Not only should there be plenty of before and after photos of the procedure you’re looking for, but there should also be other types of information from that plastic surgeon about the procedure they do well. This would include Youtube.com or Instagram or videos and photos, not just of a surgical result, but of the surgeon both performing the case and even explaining it in order to educate patients. It’s also a good sign to see that the plastic surgeon you’re interested in lectures or publishes articles about the procedure you’re interested in. Look for a good and updated CV or resume on the plastic surgeon’s website.
One step beyond the before and after photos (and the patient reviews) would be to look for content from that surgeon about evaluations of their own work. There are a few plastic surgeons out there who are great at what they do but also realistic. They talk about limitations in outcome, revisions, and complications, both in general and about their own cases.
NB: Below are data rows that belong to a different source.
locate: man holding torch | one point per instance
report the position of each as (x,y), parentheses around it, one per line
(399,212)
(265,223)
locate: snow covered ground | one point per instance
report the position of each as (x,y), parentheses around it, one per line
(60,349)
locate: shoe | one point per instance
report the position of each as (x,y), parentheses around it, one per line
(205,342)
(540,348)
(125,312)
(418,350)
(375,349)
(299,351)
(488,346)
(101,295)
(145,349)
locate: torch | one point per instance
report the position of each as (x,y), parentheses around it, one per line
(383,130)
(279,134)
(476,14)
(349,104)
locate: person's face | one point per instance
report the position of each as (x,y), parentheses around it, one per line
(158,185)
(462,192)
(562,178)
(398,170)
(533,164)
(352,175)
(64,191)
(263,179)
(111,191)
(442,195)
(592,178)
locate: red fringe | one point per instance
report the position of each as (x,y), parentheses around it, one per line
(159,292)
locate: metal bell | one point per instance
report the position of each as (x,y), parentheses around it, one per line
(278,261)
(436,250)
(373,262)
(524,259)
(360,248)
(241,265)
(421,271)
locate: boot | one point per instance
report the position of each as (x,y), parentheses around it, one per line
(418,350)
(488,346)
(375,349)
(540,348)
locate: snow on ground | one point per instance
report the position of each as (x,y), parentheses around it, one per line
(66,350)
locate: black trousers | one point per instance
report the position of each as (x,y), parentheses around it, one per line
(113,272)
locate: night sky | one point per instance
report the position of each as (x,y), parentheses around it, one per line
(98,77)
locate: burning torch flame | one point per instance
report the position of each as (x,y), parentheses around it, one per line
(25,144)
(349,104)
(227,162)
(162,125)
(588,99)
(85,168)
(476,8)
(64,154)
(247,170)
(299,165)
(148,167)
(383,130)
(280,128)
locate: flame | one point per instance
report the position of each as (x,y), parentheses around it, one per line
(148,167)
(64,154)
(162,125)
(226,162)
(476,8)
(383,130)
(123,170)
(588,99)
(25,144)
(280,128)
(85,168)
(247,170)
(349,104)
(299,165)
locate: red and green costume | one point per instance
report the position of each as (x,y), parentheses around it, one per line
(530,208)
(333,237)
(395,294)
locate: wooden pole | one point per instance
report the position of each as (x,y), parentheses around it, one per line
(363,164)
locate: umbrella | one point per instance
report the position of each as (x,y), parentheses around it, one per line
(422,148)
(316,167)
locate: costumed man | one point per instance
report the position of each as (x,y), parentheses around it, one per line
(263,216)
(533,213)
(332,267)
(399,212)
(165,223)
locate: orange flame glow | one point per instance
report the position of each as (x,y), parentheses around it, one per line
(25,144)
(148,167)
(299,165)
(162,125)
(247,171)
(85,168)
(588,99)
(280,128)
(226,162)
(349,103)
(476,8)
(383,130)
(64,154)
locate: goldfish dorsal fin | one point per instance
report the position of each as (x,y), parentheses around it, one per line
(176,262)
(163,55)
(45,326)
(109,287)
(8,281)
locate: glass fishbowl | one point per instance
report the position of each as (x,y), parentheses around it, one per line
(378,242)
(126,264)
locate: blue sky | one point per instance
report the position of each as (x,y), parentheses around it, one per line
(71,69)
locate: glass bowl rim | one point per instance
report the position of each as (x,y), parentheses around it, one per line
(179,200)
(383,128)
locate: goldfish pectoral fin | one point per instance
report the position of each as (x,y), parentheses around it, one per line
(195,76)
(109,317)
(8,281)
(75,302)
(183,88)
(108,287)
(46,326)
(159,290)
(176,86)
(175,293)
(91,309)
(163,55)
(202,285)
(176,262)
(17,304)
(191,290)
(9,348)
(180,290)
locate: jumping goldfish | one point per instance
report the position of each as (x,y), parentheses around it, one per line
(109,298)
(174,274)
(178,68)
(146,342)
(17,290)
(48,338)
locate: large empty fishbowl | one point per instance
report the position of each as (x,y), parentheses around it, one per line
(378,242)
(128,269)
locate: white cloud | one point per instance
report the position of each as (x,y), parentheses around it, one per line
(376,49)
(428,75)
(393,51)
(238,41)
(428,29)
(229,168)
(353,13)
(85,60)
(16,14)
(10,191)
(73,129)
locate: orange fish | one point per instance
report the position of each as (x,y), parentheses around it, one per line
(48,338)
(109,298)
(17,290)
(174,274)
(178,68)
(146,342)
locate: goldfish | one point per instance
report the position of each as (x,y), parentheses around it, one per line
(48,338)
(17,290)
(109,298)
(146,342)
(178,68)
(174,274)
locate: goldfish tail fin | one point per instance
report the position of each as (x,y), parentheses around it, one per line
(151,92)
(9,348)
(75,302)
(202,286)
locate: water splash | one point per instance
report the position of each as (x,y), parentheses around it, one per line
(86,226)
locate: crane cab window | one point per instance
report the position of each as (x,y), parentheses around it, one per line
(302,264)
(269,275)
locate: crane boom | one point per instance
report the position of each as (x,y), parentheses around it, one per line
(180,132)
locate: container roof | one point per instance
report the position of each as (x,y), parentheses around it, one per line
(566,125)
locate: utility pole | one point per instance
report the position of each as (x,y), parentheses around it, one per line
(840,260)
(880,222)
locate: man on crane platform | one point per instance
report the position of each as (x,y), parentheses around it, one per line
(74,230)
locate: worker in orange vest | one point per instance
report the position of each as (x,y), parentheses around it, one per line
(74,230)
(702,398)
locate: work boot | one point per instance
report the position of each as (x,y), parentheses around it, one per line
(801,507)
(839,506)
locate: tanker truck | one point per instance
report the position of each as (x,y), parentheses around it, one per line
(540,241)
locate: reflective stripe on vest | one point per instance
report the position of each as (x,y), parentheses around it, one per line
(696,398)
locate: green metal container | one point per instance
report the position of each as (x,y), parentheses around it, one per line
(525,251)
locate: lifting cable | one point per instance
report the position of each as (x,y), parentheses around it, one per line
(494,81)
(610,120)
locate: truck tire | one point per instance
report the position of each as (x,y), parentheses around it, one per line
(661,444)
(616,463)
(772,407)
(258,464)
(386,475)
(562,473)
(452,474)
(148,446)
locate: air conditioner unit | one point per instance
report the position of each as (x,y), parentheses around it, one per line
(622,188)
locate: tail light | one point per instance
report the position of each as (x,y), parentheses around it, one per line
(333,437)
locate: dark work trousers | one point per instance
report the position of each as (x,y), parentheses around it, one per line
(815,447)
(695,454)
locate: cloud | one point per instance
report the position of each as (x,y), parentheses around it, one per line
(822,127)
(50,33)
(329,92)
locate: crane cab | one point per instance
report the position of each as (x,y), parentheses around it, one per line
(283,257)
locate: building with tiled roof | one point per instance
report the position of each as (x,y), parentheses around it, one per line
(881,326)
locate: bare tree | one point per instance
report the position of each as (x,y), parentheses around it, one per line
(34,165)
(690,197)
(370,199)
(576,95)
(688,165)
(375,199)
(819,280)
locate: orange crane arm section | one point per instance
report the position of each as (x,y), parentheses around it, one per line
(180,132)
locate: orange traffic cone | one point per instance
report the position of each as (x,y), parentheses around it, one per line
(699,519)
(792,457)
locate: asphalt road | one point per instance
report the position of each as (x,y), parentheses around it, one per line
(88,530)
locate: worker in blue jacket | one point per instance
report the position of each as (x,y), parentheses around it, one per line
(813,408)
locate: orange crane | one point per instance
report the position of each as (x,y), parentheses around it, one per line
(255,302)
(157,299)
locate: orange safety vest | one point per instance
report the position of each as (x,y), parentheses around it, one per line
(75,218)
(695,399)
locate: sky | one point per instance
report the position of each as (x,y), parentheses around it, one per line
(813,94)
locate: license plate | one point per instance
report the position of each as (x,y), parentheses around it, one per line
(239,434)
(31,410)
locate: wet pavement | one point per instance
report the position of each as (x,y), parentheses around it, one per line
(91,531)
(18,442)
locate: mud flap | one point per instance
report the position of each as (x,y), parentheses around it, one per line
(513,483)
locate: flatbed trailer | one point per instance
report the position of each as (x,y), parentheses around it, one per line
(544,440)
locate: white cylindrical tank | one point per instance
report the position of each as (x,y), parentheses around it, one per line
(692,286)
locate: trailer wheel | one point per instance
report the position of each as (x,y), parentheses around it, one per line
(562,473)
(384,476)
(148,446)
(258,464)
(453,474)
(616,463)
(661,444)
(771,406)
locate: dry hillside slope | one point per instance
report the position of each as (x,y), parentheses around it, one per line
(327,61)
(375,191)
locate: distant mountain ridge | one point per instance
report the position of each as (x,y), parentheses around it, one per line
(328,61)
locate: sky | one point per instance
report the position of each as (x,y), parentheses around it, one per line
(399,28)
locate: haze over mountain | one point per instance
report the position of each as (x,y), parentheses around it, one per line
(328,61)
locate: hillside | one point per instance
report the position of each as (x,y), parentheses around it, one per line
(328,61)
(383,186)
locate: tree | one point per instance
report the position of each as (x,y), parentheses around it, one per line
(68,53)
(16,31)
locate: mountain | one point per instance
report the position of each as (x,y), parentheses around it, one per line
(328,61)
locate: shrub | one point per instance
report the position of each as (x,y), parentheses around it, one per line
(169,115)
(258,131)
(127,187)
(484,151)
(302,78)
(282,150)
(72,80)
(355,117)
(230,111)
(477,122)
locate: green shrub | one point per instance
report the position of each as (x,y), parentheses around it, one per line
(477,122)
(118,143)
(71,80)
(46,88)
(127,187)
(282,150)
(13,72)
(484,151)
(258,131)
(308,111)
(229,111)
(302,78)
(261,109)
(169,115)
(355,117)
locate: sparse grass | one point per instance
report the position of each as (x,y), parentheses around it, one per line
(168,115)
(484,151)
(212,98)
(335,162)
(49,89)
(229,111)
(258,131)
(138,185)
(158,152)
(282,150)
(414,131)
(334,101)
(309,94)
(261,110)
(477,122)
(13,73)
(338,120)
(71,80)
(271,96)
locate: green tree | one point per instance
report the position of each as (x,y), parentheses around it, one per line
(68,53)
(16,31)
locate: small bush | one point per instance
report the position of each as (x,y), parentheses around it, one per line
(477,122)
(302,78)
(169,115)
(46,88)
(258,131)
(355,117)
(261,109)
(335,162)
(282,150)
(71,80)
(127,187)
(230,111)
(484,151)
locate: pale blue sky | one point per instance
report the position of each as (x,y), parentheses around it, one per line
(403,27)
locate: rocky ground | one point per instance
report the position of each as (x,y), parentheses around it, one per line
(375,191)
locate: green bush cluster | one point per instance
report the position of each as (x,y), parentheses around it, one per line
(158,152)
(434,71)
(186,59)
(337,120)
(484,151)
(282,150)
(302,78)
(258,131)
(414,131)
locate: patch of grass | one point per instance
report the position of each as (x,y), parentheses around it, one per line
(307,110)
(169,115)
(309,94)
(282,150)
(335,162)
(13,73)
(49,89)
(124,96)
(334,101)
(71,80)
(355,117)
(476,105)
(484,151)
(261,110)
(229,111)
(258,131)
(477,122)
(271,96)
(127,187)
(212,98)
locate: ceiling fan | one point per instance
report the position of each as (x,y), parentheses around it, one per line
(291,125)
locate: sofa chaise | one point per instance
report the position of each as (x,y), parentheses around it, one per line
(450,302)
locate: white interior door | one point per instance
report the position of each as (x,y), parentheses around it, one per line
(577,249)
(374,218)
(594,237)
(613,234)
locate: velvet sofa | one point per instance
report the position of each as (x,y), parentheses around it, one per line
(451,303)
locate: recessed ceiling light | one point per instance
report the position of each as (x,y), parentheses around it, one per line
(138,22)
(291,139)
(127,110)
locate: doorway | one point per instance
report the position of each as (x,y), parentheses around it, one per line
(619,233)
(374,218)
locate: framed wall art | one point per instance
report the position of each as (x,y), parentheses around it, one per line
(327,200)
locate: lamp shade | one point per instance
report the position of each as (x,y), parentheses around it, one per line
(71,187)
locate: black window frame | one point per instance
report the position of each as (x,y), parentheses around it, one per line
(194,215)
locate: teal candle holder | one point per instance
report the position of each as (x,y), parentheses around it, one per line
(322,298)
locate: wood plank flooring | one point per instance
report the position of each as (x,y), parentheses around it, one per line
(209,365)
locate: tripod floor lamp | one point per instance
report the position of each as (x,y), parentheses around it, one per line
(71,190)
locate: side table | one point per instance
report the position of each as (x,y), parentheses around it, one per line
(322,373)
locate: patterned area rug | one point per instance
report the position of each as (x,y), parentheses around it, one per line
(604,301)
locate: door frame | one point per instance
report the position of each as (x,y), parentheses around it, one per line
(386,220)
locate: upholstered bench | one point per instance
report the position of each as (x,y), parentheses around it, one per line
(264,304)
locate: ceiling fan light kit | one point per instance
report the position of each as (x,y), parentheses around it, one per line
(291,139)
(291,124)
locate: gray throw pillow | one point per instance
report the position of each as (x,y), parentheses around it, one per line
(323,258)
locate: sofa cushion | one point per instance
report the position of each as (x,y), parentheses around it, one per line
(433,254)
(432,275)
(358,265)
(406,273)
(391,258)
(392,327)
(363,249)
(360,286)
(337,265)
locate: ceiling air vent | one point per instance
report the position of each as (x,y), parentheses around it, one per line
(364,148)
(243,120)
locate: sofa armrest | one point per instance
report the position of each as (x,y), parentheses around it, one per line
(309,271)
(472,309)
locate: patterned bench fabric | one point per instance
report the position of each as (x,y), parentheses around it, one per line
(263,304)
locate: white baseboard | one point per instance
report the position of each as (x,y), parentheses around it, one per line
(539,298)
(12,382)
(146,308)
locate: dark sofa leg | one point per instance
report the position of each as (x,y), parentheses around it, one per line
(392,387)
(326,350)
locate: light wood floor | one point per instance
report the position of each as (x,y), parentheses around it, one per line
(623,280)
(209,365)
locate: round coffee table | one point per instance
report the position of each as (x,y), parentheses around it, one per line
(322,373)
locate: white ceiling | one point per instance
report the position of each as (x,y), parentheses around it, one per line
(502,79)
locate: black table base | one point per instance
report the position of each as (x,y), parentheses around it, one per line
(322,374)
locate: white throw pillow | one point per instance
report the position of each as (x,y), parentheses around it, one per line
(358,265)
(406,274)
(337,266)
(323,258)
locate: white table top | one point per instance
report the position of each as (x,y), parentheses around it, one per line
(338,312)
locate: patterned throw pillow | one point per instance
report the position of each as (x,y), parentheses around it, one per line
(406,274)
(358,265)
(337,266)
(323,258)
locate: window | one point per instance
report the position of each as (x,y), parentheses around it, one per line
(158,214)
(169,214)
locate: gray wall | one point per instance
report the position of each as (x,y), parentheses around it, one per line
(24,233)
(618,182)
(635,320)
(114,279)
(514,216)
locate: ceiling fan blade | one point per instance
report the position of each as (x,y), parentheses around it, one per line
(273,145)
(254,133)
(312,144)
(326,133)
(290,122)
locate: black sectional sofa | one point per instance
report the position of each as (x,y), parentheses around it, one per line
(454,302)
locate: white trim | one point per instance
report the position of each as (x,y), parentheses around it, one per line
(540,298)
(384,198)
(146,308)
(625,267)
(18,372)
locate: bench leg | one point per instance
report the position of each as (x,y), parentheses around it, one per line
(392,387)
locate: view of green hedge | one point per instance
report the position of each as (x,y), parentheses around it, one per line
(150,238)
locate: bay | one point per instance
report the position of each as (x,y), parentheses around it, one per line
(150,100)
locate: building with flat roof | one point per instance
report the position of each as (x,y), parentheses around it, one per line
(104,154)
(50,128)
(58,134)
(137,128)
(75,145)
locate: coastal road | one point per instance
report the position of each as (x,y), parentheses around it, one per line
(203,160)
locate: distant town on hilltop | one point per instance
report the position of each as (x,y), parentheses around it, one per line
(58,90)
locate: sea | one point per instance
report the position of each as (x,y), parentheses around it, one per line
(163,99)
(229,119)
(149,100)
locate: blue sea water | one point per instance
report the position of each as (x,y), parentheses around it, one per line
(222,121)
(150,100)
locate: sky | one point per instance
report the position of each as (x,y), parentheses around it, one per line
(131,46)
Finally, consider personality and office culture. You can find good plastic surgeons, you can find charming plastic surgeons, and you can find kind/empathetic plastic surgeons. Don’t think you can always get it all in one person. In fact, usually, you can’t. So if you feel like you’re talking to the surgeon with the right skills but you simply don’t like this person or you feel they aren’t really listening to you as a person, be sure to get other consults. You may be visiting one of the best-known rhinoplasty surgeons in the world, but if you think this person is a jerk, or rude, or simply doesn’t hear you… you’ll always second guess yourself if something doesn’t go right. Complications can occur anywhere with any plastic surgeon. You at the very least want to know that the surgeon and their staff know you and care about you, for better or for worse, during your journey through your plastic surgery procedure.